THE COURT: Was this a unanimous verdict?
THE FOREMAN: Yes, it was.
THE COURT: May I see the attorneys, please.
THEREUPON, counsel approach the Bench, at which time proceedings were had out of the hearing of the record.
THEREAFTER, proceedings continued in open court as follows:
THE COURT: Mr. Bales, would you please just sign this as the foreman.
(The Foreman approaches the Bench and signs the verdict form.)
THE COURT: I will now read the verdict of the jury. ‘On the claim of plaintiffs Glenn H. Romines, Jr., and Kathleen Romines, for the property damage against defendant Donald Maggi, Inc., we, the undersigned jurors, find in favor of the defendant, Donald Maggi, Inc.’
Thank you ladies and gentlemen of the jury.’ ”
Plaintiffs aver the verdict form was not completed in that the name of the party in whose favor the verdict was returned was not filled in on the designated blank as required by MAI 36.01 and MAI 2.04 and not signed by all of the jurors who agreed to it as required by said instructions. They also take the position that the court’s request to Mr. Bales to sign the form as foreman constituted an impermissible oral instruction.
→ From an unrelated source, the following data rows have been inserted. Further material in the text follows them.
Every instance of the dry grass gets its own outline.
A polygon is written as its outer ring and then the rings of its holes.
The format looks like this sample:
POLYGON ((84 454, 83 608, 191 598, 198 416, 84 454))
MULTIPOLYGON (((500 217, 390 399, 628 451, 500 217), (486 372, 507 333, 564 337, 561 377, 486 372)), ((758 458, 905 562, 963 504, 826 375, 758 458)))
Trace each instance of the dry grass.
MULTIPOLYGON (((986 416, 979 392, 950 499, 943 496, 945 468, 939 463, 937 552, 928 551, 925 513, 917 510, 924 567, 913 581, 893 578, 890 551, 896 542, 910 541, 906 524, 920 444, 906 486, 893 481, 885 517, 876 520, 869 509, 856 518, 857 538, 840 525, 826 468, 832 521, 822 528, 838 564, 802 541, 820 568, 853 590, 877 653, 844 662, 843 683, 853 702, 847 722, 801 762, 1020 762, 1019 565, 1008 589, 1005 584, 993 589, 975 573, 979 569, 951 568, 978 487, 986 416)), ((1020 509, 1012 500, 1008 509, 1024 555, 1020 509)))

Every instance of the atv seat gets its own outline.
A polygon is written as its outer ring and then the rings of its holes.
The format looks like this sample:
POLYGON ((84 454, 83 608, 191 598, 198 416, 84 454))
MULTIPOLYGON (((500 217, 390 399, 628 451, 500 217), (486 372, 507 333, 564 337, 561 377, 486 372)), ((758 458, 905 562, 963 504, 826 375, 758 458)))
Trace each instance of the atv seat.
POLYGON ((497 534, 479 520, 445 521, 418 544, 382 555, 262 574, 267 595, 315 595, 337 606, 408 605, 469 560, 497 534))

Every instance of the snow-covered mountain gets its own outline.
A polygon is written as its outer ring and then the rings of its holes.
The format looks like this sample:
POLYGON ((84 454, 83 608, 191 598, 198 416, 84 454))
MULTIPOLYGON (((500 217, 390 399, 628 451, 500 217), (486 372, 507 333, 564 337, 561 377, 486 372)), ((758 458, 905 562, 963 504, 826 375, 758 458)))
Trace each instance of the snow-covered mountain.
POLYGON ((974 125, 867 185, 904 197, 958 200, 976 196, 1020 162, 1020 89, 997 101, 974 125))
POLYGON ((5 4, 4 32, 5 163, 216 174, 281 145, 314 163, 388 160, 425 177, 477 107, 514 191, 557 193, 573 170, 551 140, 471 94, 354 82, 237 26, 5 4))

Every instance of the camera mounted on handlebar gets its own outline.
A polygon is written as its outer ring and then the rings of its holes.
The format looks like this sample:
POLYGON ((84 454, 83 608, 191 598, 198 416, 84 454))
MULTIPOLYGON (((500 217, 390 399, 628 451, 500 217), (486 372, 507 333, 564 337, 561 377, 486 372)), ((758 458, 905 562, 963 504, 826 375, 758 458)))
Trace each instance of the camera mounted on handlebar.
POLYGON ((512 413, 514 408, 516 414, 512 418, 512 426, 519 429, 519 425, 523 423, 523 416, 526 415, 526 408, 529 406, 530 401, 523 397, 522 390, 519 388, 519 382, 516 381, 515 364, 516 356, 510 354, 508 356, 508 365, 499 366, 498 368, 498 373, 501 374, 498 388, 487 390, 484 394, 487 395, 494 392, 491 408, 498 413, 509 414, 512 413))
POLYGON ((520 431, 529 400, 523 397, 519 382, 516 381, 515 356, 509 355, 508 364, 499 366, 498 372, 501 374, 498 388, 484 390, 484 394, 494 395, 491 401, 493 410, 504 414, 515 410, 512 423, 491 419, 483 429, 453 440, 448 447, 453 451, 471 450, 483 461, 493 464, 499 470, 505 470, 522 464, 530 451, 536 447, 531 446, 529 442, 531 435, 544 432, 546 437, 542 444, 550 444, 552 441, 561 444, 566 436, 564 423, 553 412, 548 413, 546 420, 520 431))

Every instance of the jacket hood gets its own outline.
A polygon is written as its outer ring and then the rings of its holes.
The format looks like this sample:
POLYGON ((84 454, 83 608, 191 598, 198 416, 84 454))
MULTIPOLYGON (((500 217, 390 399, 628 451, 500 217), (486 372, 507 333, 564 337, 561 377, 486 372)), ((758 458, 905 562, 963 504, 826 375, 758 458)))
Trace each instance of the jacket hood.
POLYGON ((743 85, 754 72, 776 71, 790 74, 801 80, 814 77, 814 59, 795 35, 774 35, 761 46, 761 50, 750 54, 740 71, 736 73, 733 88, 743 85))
We first note that plaintiffs voiced no objection to the procedure followed by the trial court in receiving and entering the verdict. In Cobb v. Cosby, 416 S.W.2d 222 (Mo.App.1967), the jury’s verdict failed to comply with Rule 71.06, V.A.M.R., in that it gave a lump sum verdict for personal injuries and property damage, rather than stating separately the amount allowed for each. Defendant failed to make a timely objection and waited until judgment had been entered upon the verdict and then raised the question of the verdict violating the rule. In holding that the defendant waived any error, the court said at 225-226:
“Various Missouri cases speak in terms of the duty of court and counsel to cause the correction of defects in the verdict, [citation omitted]. Thus it is stated in Cable v. Metropolitan Life Ins. Co., 233 Mo.App. 1093, 128 S.W.2d 1123, 1127: ‘If the defendant had called the attention of the trial judge to any infirmity in the verdict at the time the verdict was returned, as it had right to do * * *, he could have returned the jury to its room to further consider the verdict. * * * It must be remembered this appeal is legally a charge that the circuit judge committed error prejudicial to the defendant. Manifestly, it would be unfair to convict such judge of an error on account of a ruling to which the defendant did not object at the time.’ Further to the point of counsel’s duty is Johnson v. Girvin’s Estate, Mo.App., 370 S.W.2d 163, 167: ‘It is the duty of a trial court to examine the verdict when it is returned; and, if such verdict is found to be insufficient as to form, ambiguous, or inconsistent, the court should require the jury to correct it * * * Needless to say, it is counsel's duty to call the attention of the court to any inconsistency or irregularity in such verdict.’
* * ⅜ * *
“In other jurisdictions, under similar circumstances, the failure of a defendant to object to the verdict has been denominated Waiver of the Objection and here plaintiff would have us hold that defendant waived any claim of error. Such in effect was the holding of the appellate court in Bunch v. Crader, supra, although the term ‘Waiver’ was not used in ruling the matter, and we find ourselves in accord with the holding of that court. Having failed to make timely objection,*132 defendant cannot wait until judgment has been entered upon the verdict and then raise the question for the first time in his motion for new trial.” (Our emphasis)
Here, plaintiffs waited until they filed their motion for a new trial to question the procedure followed by the trial court in receiving and entering the verdict and entering judgment in favor of the defendant. Such inaction by plaintiffs amounted to a waiver of the complaints they now voice.
Plaintiffs’ motion for a new trial did not complain that the trial court’s request to Mr. Bales constituted an oral instruction to the jury. Alleged instructional errors must be preserved for appellate review either by specific objections at trial or in the motion for new trial. Rule 70.03, V.A.M.R. As earlier noted, no objection was made by plaintiffs to the alleged “instruction” when the verdict was returned and was not assigned as error in plaintiffs’ motion for a new trial. We, therefore, decline to consider the point. Rule 84.13, V.A.M.R.; Pasley v. Newton, 455 S.W.2d 43 (Mo.App.1970).
The judgment is affirmed.
. “(I)f from a consideration of the whole record the meaning of the jury can be made clear and the judgment is based upon what the jury actually found, it will be upheld.” Morse v. Johnson, 594 S.W.2d 610, 616 (Mo. banc 1980). “Statutes requiring signatures are usually held directory to the extent that failure of the foreman to sign, when the objection on that ground is not made at the time, does not render the verdict void.” Soltesz v. J. H. Belz Provision Co., 260 S.W. 990, 994 (Mo.1924). Section 494.210, RSMo 1978, specifically authorizes the foreman of a civil jury to alone sign the verdict when it is rendered by the entire panel.